Archive for March, 2014

P.J. O’Rourke on that viral Supreme Court brief

The humorist speaks out on the now-famous amicus filing: “Cato did not ask me to write their brief for the same reason that you do not ask me to perform your appendectomy. … I was asked to read it and give it my endorsement because I am an expert on being run out of Ohio. Ask my mother.” He goes on to give Ilya Shapiro and Trevor Burrus kinder treatment than he does President William Howard Taft. [Daily Beast, earlier, the brief in Susan B. Anthony List v.
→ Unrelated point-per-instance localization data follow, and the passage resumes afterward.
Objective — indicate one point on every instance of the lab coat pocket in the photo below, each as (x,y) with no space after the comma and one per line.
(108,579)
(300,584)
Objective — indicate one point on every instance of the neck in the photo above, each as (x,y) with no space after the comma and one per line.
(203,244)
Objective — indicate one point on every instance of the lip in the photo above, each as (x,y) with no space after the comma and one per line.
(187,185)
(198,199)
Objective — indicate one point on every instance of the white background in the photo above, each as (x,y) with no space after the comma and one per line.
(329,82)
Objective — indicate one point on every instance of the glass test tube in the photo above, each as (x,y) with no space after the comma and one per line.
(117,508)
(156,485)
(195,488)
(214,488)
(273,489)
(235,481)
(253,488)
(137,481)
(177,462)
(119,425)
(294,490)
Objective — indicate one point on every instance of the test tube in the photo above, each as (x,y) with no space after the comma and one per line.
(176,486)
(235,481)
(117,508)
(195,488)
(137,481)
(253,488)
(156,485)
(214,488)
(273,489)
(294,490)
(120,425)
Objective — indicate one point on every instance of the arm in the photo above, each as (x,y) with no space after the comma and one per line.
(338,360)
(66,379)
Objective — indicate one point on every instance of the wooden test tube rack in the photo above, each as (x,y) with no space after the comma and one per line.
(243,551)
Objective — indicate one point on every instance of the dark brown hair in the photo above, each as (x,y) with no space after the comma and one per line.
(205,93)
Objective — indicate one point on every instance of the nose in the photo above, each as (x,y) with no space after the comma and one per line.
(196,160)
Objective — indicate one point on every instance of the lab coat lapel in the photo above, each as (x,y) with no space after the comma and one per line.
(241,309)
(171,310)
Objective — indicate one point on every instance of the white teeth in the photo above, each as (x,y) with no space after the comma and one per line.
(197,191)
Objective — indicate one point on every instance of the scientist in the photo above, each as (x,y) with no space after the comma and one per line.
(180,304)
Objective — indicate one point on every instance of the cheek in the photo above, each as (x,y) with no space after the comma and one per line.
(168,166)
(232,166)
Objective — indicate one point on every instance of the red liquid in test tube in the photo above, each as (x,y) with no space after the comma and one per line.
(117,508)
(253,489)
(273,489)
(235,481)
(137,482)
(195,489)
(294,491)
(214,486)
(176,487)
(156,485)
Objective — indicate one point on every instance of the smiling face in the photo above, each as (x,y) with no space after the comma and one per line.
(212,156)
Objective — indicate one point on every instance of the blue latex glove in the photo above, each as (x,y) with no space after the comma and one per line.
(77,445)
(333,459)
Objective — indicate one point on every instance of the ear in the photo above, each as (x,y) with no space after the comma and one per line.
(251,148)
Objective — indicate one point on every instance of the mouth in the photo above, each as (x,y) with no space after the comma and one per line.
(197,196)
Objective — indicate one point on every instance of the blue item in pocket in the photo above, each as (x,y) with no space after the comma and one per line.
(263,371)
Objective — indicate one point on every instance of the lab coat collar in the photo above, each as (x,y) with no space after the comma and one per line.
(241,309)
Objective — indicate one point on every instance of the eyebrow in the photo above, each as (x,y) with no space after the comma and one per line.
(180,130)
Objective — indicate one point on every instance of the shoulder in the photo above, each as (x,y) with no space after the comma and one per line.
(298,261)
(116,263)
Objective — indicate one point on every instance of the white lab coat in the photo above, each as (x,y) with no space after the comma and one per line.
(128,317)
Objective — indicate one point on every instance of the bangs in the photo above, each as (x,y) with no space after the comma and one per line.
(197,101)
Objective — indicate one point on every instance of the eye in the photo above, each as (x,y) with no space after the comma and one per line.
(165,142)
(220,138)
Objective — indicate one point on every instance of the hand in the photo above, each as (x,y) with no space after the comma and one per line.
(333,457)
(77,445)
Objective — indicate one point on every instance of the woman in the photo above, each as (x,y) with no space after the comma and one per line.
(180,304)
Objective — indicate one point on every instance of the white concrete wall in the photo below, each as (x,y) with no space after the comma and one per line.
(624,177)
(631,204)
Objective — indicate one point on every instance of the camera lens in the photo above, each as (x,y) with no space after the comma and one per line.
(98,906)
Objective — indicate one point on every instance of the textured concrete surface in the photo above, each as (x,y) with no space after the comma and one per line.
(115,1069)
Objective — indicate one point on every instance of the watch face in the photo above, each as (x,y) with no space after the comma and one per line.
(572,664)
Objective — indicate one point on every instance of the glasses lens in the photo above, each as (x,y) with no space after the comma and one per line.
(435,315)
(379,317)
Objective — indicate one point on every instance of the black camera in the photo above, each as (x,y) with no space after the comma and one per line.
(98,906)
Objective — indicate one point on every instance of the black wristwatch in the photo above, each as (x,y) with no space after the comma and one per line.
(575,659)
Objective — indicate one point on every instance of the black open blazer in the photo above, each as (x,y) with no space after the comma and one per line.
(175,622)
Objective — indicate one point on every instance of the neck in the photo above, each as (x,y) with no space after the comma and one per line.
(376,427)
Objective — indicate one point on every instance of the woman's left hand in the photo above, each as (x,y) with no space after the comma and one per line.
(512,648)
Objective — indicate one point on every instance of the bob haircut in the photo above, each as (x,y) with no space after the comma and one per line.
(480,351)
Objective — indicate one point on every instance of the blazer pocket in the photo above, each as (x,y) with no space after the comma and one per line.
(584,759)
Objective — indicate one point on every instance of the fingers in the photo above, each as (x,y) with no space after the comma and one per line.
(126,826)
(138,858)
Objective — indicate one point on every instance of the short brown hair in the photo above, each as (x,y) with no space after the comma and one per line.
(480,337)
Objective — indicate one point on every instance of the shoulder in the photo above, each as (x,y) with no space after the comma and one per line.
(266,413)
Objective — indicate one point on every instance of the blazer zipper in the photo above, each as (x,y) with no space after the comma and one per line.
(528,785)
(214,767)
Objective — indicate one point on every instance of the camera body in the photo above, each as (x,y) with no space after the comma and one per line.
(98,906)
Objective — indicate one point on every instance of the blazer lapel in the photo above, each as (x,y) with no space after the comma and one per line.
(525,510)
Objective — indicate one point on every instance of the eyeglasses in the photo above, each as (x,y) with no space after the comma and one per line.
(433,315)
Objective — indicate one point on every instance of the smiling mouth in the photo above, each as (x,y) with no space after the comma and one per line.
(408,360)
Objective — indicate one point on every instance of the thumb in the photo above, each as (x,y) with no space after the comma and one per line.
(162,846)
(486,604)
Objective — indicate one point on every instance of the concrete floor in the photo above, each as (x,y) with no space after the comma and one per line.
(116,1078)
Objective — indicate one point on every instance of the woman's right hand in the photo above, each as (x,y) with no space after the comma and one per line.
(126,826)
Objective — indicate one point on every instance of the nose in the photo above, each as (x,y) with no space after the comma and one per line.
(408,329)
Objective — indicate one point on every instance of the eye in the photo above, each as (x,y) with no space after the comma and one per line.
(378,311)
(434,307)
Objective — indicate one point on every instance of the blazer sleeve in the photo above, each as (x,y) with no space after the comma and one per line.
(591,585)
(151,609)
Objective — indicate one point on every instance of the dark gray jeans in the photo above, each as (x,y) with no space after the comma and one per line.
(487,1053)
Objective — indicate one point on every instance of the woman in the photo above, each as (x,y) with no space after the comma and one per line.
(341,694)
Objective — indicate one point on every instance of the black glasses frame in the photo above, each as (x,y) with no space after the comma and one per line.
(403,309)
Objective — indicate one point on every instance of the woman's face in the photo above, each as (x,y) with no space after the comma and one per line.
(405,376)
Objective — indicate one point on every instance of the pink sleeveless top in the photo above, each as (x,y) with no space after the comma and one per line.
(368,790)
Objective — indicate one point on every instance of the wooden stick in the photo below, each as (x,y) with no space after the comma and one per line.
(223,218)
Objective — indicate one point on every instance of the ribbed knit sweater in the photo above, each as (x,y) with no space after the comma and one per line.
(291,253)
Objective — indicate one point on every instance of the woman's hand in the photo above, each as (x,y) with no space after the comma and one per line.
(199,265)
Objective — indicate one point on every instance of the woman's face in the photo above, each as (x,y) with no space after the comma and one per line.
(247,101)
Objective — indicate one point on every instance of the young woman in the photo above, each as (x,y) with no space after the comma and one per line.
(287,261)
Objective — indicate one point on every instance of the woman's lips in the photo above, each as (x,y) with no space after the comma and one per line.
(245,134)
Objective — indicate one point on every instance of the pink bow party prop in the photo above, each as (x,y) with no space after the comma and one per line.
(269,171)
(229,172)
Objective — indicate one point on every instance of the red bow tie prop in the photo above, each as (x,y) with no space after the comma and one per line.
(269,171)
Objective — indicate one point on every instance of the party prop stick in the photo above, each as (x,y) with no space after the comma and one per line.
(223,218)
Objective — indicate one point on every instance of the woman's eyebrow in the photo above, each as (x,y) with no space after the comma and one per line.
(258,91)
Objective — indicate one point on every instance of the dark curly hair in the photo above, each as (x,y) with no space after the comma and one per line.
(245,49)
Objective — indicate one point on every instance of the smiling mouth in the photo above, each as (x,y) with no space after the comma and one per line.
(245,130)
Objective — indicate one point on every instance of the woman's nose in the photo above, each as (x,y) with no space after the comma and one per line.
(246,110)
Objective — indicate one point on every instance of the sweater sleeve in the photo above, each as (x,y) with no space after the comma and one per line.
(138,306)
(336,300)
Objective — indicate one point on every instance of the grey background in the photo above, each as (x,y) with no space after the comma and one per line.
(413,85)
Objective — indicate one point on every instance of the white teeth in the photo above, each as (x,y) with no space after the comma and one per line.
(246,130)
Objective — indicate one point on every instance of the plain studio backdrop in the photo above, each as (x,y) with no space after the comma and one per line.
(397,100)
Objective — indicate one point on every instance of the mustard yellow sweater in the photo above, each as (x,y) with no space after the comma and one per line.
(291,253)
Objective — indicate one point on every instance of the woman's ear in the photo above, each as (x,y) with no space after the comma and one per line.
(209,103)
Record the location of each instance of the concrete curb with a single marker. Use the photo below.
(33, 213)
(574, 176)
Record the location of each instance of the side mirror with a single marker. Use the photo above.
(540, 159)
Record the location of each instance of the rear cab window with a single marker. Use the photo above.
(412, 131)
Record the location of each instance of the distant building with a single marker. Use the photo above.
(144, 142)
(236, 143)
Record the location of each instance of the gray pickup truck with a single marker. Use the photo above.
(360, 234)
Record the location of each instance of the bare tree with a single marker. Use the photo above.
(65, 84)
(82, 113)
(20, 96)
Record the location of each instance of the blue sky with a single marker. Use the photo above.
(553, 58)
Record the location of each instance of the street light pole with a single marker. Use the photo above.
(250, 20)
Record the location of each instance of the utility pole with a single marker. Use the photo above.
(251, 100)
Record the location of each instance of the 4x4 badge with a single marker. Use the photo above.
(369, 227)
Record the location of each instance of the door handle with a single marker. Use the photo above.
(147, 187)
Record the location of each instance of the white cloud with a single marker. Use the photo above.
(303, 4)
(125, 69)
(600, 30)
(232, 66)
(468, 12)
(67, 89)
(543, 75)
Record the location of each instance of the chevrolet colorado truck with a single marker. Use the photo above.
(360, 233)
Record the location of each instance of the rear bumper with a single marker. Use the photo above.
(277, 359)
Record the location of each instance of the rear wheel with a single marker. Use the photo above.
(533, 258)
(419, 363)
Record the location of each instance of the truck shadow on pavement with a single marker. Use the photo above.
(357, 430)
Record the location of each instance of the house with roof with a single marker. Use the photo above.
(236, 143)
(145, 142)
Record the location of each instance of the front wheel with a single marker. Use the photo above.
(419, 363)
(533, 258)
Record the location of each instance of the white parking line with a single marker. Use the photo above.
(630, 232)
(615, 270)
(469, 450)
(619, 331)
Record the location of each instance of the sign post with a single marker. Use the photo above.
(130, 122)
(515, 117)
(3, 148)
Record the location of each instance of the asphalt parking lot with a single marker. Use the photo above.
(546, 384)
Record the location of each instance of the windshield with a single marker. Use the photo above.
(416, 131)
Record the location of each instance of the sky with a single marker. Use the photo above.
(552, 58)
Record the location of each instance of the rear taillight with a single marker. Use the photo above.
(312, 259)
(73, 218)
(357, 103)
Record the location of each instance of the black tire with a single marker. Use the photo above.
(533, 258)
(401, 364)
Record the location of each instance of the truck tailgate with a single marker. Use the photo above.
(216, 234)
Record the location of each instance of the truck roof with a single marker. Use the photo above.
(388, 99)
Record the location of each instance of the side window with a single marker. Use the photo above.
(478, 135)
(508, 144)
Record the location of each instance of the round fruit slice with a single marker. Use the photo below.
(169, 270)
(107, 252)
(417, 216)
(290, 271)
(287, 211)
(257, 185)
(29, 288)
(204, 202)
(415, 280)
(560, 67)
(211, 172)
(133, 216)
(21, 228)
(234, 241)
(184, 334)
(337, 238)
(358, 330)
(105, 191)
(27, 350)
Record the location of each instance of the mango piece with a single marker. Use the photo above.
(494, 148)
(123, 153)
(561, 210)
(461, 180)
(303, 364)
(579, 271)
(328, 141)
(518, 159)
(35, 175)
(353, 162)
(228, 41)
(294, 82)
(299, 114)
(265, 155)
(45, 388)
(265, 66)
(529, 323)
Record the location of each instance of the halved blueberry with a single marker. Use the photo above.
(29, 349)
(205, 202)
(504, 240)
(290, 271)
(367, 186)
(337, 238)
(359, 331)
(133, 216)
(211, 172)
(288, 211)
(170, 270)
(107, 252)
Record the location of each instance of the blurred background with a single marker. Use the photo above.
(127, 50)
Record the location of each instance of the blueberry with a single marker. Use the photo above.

Steven Driehaus, more on case from SCOTUSBlog]

Medical roundup

  • Latest don’t-blame-the-regulators shortage of a generic medical supply is nitroglycerin for acute cardiac care [New York Times, ACSH]
  • “Does Medical Malpractice Law Improve Health Care Quality?” Maybe not so much [Michael Frakes and Anupam Jena, SSRN via Tyler Cowen]
  • “Affordable Care Act opening doors to IT security attacks” [Ponemon via Fierce CIO] “States Barred from Requiring Obamacare Navigators Carry Error and Omission Insurance” [Craig Gottwals, Benefit Revolution] On suspension of statutory dates, Rule of Law has scanty constituency [Ramesh Ponnuru]
  • “Video Debate: Richard Epstein and Ryan Abbott on FDA, Off-Label Drug Use” [Bill of Health]
  • “Trial lawyers helped FDA with rule opening generic drug firms to lawsuits” [Paul Bedard, Washington Examiner]
  • Everyone including the agency itself discontented with FDA’s handling of new sunscreen ingredients [WaPo via Alex Tabarrok]
  • Does writing up a more careful patient chart help keep a doctor from getting sued? [White Coat]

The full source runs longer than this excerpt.